Follow detikFinance
Sabtu, 23 Jun 2018 10:17 WIB

Kata Jokowi soal Infrastruktur yang Tak Melulu Hanya Ekonomi

Hendra Kusuma - detikFinance
Presiden Joko Widodo (Jokowi)/Foto: Muhajir Arifin/detikcom Presiden Joko Widodo (Jokowi)/Foto: Muhajir Arifin/detikcom
Denpasar - Dalam kunjungan kerja di Bali, agenda awal yang dilaksanakan oleh Presiden Joko Widodo (Jokowi) adalah memberikan kuliah umum di Institut Senin Indonesia (ISI) Denpasar.

Jokowi yang tiba di Gedung Cita Kelangen ISI Denpasar pada pukul 09.02 WITA ini langsung disambut oleh sorakan peserta kuliah umum yang merupakan mahasiswa dan mahasiswa ISI Denpasar, serta beberapa mahasiswa dari kampus lain di Bali.

Begitu masuk ruangan, para peserta pun diminta berdiri, tidak sedikit banyak peserta yang membidikkan kamera smartphone ke arah orang nomor satu di Indonesia ini.


Usai mendengarkan laporan dari Rektor ISI Denpasar I Gede Arya Sugiharta, Presiden Jokowi langsung memberikan kuliah umum. Dia menceritakan pembangunan infrastruktur yang sudah banyak dilaksanakan pemerintah tak melulu hanya untuk ekonomi.

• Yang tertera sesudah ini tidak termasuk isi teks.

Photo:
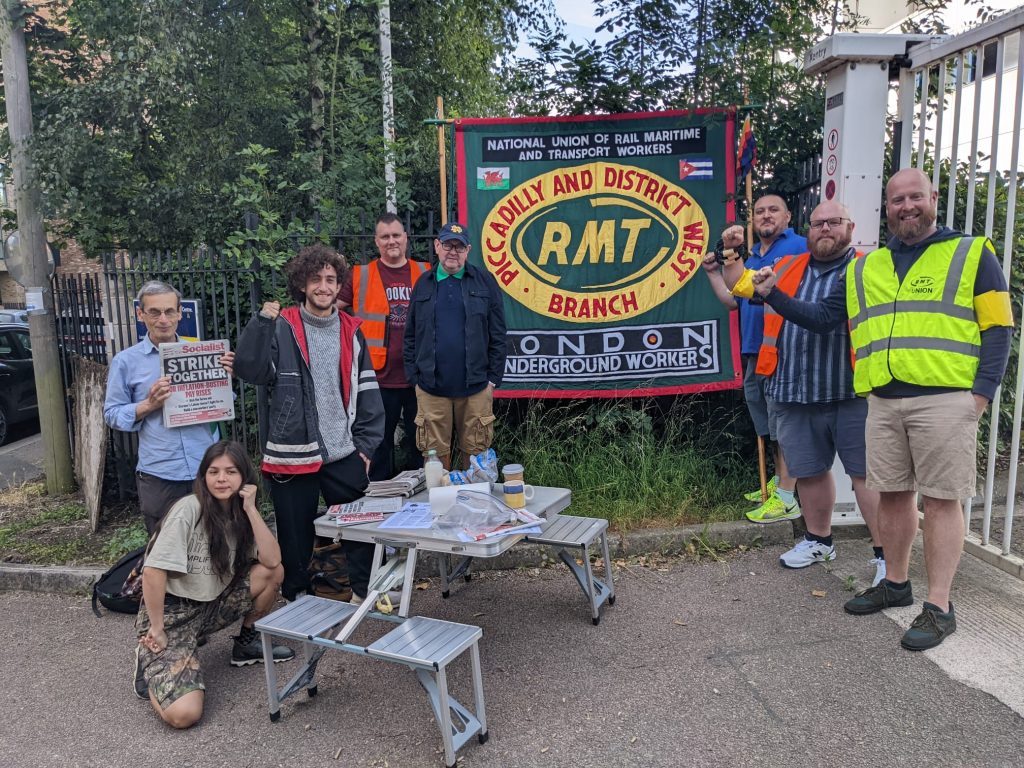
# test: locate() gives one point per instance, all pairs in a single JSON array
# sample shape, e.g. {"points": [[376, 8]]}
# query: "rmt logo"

Jokowi bilang, pembangunan infrastruktur selama tiga tahun ke belakang ini juga sebagai alat mempersatukan budaya di Indonesia.

"Tolong jangan dimaknai sebagai infrastruktur fisik semata, jangan pula hanya dimaknai hanya pembangunan ekonomi semata, ini banyak keliru, pembangunan infrastruktur fisik adalah penting untuk infrastruktur budaya," kata Jokowi di Gedung Cita Kelangen Institut Kesenian Indonesia (ISI) Denpasar, Sabtu (23/6/2018).

Jokowi mengungkapkan, pembangunan infrastruktur seperti jalan tol, jembatan, bandara, pelabuhan, jalan di perbatasan menjadi modal mengintegrasikan 714 suku yang masing-masing memiliki budaya yang berbeda-beda.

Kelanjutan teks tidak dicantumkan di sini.